If so, I'd like to read an account of their thinking and the kinds of forced 'adaptations' they have in mind. The hive mind is one of the stupidest and deadliest memes pursued by transhumanists and could only be thought to be a good idea by people whose educations have left them with no appreciation of the variety of human ideas proliferated in human cultural history -- and our absolute need for all those perspectives. Fortunately not all individuals involved in CT and AI are so intellectually limited. The hive mind is not even an issue in the best-informed discussion I've come across concerning 'ThX', linked below from Edge. It begins with a 'half-manifesto' by Jaron Lanier {the second half might have been published by now and if so I want to read it} and continues with responses from a variety of experts and thinkers on the major issues raised in the CT and AI fields. Here's the link to this long and very rewarding discussion:
ONE HALF A MANIFESTO | Edge.org
Right, as you say those who aren't protesting are rapidly -- and uncritically -- adapting to the transhumanist/posthumanist meme. The uncritical believers in ThX seem not to have read Huxley's
Brave New World and other classic dystopian novels forecasting the kind of future Kurzweil and a few others Messianic types are attempting to bring about. At the level of mass consumer society, the adaptation to transhumanist memes goes on at a superficial level, buying into ideas of 'self-enhancement' with no glimmer of recognition that the goal of ThX is to dispense with individual selves and the messy market-place of ideas they generate, which has always been our species' saving grace.

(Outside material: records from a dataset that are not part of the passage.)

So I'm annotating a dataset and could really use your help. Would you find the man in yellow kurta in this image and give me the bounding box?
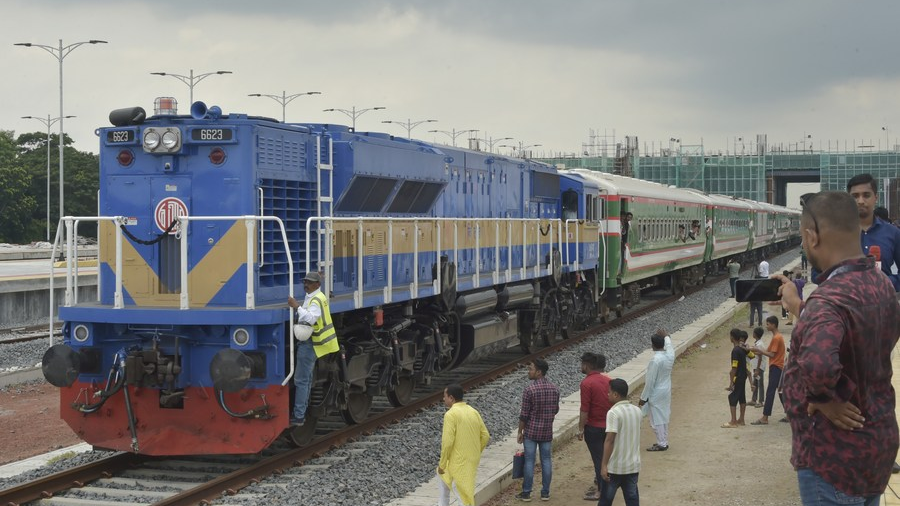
[438,384,491,506]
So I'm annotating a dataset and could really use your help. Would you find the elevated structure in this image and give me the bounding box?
[541,146,900,219]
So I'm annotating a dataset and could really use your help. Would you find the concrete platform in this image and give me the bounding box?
[0,246,98,262]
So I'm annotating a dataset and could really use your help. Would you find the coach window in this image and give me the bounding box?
[562,190,578,220]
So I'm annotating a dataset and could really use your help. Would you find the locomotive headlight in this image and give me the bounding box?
[231,328,250,346]
[144,127,181,154]
[72,325,91,343]
[163,130,180,151]
[144,130,159,151]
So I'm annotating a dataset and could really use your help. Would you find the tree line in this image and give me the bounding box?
[0,130,100,244]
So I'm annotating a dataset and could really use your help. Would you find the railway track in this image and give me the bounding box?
[0,323,62,346]
[0,277,724,506]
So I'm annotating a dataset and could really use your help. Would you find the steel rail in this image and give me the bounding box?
[0,453,151,506]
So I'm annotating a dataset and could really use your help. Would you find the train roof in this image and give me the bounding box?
[560,169,710,205]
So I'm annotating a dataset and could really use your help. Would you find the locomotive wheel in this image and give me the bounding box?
[341,392,372,424]
[285,417,319,446]
[388,374,416,408]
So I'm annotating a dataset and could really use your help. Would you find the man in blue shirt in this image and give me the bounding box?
[847,174,900,291]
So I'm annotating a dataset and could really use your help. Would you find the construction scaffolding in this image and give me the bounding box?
[543,144,900,211]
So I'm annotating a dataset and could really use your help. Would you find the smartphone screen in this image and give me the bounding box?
[735,278,781,302]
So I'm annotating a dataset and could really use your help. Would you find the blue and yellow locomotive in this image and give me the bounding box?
[43,99,791,455]
[44,101,598,455]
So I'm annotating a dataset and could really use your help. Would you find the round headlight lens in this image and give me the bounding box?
[72,325,91,343]
[231,329,250,346]
[163,131,178,149]
[144,131,159,149]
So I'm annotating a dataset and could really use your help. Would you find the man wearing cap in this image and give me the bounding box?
[288,272,340,425]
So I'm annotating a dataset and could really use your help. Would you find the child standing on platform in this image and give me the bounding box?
[750,327,769,408]
[722,329,747,429]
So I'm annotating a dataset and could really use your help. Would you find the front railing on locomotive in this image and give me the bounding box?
[50,211,302,386]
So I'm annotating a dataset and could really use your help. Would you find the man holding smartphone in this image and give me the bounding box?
[776,192,900,505]
[847,174,900,292]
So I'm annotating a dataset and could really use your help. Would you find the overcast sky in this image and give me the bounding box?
[0,0,900,155]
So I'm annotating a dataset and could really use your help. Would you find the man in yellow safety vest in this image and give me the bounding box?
[288,272,340,425]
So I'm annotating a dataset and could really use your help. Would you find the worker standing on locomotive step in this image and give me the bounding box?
[288,272,340,425]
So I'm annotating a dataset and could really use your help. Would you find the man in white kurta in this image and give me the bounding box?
[639,329,675,452]
[438,384,491,506]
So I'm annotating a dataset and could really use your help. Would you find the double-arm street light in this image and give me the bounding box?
[22,114,75,242]
[484,137,513,153]
[14,39,106,222]
[382,119,437,139]
[150,69,232,107]
[322,105,387,132]
[428,128,478,147]
[500,141,543,158]
[247,91,322,123]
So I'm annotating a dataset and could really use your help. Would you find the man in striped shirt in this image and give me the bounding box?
[516,358,559,502]
[598,378,642,506]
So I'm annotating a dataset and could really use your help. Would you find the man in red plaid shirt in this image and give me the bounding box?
[516,358,559,502]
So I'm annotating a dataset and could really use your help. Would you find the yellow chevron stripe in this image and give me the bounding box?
[99,221,255,307]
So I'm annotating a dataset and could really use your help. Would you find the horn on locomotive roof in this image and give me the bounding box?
[191,100,222,119]
[109,107,147,126]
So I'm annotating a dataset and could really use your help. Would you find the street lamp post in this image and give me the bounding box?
[150,69,232,106]
[247,91,322,123]
[322,105,387,132]
[382,118,437,140]
[499,141,543,158]
[22,114,75,242]
[429,128,478,147]
[13,39,106,221]
[484,137,513,153]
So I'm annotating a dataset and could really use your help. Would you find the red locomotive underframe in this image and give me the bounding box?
[60,382,290,455]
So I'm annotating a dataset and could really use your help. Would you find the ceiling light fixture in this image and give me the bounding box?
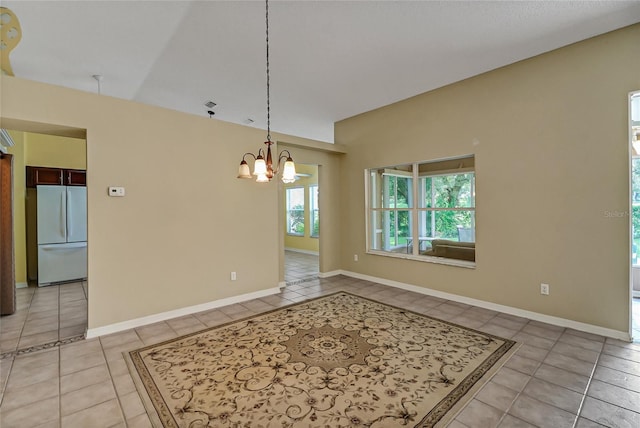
[238,0,296,183]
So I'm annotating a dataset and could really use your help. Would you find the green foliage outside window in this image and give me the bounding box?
[289,205,304,235]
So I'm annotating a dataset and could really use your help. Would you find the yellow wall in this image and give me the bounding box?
[8,130,27,287]
[0,76,339,329]
[25,132,87,169]
[9,131,87,286]
[282,163,320,253]
[335,24,640,332]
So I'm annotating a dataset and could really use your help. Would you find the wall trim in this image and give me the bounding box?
[330,270,631,342]
[284,247,320,256]
[318,270,342,278]
[86,287,280,339]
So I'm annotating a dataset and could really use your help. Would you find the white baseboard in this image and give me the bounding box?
[284,247,320,256]
[86,287,280,339]
[336,270,631,342]
[318,270,347,278]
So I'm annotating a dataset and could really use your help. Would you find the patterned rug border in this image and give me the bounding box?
[122,291,520,428]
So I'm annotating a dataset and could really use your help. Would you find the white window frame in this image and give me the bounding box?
[309,184,320,238]
[285,186,307,236]
[364,155,477,268]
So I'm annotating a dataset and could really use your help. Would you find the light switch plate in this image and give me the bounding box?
[109,186,124,196]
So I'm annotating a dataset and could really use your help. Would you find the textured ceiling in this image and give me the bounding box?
[2,0,640,142]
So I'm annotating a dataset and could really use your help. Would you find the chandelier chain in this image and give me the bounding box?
[265,0,271,142]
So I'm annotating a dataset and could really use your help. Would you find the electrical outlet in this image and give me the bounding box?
[540,283,549,296]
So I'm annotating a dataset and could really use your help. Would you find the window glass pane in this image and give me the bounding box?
[367,156,475,261]
[309,186,320,238]
[287,187,304,235]
[432,174,474,208]
[369,165,413,208]
[418,210,475,242]
[419,173,475,208]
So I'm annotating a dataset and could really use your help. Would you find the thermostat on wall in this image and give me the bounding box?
[109,187,124,196]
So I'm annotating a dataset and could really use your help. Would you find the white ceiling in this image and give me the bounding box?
[2,0,640,142]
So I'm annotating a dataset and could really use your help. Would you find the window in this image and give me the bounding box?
[367,157,476,264]
[309,185,320,238]
[287,187,304,236]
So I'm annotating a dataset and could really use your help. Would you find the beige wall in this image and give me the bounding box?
[335,25,640,332]
[282,163,320,253]
[0,76,336,329]
[8,130,27,287]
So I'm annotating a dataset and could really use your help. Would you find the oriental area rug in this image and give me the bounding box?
[128,292,515,428]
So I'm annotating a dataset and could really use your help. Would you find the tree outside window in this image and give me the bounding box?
[286,187,304,236]
[309,185,320,238]
[367,156,476,261]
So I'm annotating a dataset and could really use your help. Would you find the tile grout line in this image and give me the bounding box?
[572,342,606,428]
[99,336,130,427]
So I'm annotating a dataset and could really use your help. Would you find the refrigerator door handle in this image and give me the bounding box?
[38,242,87,251]
[60,193,67,240]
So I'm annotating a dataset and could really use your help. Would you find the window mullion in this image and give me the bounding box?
[410,163,420,255]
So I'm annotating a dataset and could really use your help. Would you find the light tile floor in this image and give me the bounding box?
[0,282,87,354]
[0,276,640,428]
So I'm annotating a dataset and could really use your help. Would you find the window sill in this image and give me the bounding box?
[367,250,476,269]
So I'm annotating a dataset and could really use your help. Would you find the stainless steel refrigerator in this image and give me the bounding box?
[36,186,87,286]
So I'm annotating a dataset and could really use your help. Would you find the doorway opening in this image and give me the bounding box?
[629,91,640,342]
[0,126,88,354]
[283,164,320,284]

The long discussion of Lanier's paper at the Edge link is refreshing because it demonstrates the variety of well-informed critical thinking needed to cope with what's happening in CT/AI/ThX. But very few people will read it, tucked away as it is in an intelligent corner of the internet. And these critical thinkers make no mistake about the present character of the civilization we live in, in which, as Thoreau presciently expressed it, "Things are in the saddle and ride mankind."
From the opening of Lanier's Semifesto ... a very good point about one thing leading to another:
"During the last twenty years a stream of books has gradually informed the larger public about the belief structure of the inner circle of Digerati, starting softly, for instance with Godel, Escher, Bach, and growing more harsh with recent entries such as The Age of Spiritual Machines by Ray Kurtzweil.
Recently, public attention has finally been drawn to #6, the astonishing belief in an eschatological cataclysm in our lifetimes, brought about when computers become the ultra-intelligent masters of physical matter and life. So far as I can tell, a large number of my friends and colleagues believe in some version of this immanent doom.
I am quite curious who, among the eminent thinkers who largely accept some version of the first five points, are also comfortable with the sixth idea, the eschatology. In general, I find that technologists, rather than natural scientists, have tended to be vocal about the possibility of a near-term criticality.
**I have no idea, however, what figures like Richard Dawkins or Daniel Dennett make of it. Somehow I can't imagine these elegant theorists speculating about whether nanorobots might take over the planet in twenty years. It seems beneath their dignity.
And yet, the eschatologies of Kurtzweil, Moravec, and Drexler follow
directly and, it would seem, inevitably,
from an understanding of the world that has been most sharply articulated by none other than Dawkins and Dennett.
Do Dawkins, Dennett, and others in their camp see some flaw in logic that insulates their thinking from the eschatological implications? The primary candidate for such a flaw as I see it is that cyber-armageddonists have confused ideal computers with real computers, which behave differently. My position on this point can be evaluated separately from my admittedly provocative positions on the first five points, and I hope it will be."